In aircraft and shipping, Professor Franks and his colleagues have measured this quality discount. They asked, if your company is going into bankruptcy with an 18-year-old asset, when does the asset die? They found that financially distressed assets die three years earlier than healthy 18-year-old craft. That shorter life is the input and how they measured quality.
“Our paper directly challenges the idea that fire sale discounts are large,” says Professor Franks. “We find them to be half what has been suggested and there is also little if any misallocation.”
“It was also odd that the bankrupt company was considered the high productivity user.”
Consequences
The ripple effects of bankruptcy can have wide implications, beyond one business or industry.

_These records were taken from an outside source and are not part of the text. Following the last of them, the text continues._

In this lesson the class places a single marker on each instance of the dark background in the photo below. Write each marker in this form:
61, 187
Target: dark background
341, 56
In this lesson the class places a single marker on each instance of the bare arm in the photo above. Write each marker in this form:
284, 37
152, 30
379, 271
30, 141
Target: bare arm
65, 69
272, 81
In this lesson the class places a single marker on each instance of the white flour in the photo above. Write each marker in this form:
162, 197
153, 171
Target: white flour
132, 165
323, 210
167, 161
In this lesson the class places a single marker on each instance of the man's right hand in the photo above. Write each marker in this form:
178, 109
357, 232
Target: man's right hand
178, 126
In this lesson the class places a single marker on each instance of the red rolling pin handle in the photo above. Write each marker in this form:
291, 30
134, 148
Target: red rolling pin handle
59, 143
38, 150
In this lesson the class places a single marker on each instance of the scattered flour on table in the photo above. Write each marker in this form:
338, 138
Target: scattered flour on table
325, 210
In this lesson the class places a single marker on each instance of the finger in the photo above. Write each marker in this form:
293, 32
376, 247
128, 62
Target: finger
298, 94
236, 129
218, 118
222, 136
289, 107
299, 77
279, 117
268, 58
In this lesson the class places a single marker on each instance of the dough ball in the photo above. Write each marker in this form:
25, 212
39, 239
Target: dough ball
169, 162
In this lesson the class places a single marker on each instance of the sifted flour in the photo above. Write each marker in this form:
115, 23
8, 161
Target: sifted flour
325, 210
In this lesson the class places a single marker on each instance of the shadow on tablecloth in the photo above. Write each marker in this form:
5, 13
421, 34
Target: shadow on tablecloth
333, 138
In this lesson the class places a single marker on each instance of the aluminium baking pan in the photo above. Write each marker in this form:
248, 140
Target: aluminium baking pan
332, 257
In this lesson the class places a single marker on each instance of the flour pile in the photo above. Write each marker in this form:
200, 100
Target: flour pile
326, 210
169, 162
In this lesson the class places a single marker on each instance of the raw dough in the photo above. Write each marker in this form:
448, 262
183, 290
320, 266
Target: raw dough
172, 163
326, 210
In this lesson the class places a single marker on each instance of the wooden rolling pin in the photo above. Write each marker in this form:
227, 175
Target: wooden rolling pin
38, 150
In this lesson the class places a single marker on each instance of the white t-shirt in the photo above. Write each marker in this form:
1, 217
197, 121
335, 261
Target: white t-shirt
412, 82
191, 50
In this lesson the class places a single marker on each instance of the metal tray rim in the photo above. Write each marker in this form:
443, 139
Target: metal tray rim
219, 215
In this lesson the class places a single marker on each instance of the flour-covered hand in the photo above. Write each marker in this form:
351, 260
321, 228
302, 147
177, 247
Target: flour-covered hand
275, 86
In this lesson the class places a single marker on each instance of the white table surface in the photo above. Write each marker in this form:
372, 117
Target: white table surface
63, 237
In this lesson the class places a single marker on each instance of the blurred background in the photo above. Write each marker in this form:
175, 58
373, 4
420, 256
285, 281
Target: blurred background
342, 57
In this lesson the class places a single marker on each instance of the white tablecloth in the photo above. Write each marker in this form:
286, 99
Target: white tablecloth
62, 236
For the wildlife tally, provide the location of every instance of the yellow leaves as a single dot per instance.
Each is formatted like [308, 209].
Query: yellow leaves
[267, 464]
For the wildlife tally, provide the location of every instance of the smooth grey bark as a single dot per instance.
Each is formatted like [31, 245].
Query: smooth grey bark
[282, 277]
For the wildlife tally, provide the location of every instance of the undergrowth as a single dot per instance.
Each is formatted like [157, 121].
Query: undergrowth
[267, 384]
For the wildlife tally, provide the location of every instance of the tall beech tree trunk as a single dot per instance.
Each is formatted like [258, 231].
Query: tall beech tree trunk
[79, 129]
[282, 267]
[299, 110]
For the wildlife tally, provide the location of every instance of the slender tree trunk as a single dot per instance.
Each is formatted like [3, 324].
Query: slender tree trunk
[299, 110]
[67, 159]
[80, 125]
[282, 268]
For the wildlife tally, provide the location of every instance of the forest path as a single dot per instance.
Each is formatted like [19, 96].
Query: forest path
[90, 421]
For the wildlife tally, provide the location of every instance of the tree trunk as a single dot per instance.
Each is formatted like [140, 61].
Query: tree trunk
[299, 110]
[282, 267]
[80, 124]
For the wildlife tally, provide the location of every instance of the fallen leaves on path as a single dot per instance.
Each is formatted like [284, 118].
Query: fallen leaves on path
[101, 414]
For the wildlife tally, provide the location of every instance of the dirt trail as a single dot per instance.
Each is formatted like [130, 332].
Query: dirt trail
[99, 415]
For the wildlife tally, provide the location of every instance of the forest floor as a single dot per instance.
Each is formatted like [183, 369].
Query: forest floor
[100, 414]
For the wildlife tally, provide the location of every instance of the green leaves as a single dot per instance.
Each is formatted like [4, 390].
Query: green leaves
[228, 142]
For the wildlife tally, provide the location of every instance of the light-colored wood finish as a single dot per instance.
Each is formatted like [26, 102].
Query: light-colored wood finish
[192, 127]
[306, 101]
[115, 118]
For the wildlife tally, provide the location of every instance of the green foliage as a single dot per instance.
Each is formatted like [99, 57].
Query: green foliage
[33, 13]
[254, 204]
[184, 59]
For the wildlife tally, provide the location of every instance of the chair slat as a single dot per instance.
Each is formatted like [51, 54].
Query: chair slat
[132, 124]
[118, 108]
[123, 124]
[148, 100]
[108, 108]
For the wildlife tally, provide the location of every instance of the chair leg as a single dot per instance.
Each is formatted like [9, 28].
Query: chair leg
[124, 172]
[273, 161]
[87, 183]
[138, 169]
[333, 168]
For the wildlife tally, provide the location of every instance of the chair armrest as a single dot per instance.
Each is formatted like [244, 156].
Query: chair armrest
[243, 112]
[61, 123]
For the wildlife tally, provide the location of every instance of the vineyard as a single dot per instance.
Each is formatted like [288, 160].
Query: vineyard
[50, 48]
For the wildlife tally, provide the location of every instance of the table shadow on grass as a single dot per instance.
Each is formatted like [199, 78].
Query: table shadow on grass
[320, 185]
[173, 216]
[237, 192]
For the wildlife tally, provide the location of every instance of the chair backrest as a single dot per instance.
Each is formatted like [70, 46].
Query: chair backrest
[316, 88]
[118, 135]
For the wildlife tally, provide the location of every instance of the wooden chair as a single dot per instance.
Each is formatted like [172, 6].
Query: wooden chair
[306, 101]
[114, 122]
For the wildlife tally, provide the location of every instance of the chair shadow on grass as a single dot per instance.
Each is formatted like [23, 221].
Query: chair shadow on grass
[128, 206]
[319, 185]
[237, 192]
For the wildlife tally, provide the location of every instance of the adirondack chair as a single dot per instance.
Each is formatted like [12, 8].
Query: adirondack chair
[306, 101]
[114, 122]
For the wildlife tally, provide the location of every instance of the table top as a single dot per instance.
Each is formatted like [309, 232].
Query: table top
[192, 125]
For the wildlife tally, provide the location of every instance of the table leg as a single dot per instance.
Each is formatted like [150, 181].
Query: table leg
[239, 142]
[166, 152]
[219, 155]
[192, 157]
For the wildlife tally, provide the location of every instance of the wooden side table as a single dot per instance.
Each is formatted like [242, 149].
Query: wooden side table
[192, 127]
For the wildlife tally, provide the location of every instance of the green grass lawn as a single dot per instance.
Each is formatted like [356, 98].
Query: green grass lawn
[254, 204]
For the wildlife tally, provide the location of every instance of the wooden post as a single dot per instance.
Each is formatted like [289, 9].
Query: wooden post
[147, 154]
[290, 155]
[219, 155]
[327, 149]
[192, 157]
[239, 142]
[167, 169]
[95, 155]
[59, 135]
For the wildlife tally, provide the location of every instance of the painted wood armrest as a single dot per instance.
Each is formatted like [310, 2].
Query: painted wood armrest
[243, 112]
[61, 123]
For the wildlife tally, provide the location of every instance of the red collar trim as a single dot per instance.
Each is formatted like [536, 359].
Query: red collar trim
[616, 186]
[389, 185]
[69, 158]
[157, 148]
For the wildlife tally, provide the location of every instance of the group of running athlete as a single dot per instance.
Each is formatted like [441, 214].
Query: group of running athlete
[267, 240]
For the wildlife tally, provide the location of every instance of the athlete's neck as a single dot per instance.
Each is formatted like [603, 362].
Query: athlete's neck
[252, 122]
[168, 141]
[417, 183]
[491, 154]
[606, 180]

Among these is the impact on the environment, and the situation in shipping is stark.
Boats which have been through bankruptcy fire sales have been significantly undermaintained, as in the extreme case of the MV Rhosus, explode in Beirut.
And if they don’t leak or explode, undermaintained boats with bankrupt owners, can leave crews stranded in legal limbo for months, all the while hulls decay in harbour, increasing the risks of oil spills and other environmental disasters.
Even firms which emerge from Chapter 11 are not free from controversy. Managers can use the protection to reorganise and renegotiate obligations, in questionable ways.
In the case of airlines in distress, they can cut unprofitable routes and cut staff pay. In effect, they are taking money from their employees to pay lenders and shareholders.
Professor Franks says these practices raise the question of who is paying for the gains from restructuring. In some cases, the gains in productivity make up the gap, but sometimes it’s a straight transfer from one set of stakeholders to another.
“There’s controversy over how much we should rely on lenders and borrowers to evolve contracts, which cope with bankruptcy and to what extent should we force bankrupt firms to enter into procedures laid down by the state,” concludes Professor Franks.
“There remains significant tension between finding market solutions and arguing that market solutions just don’t work.”
Professor Franks’ 30-year investigation is not done yet.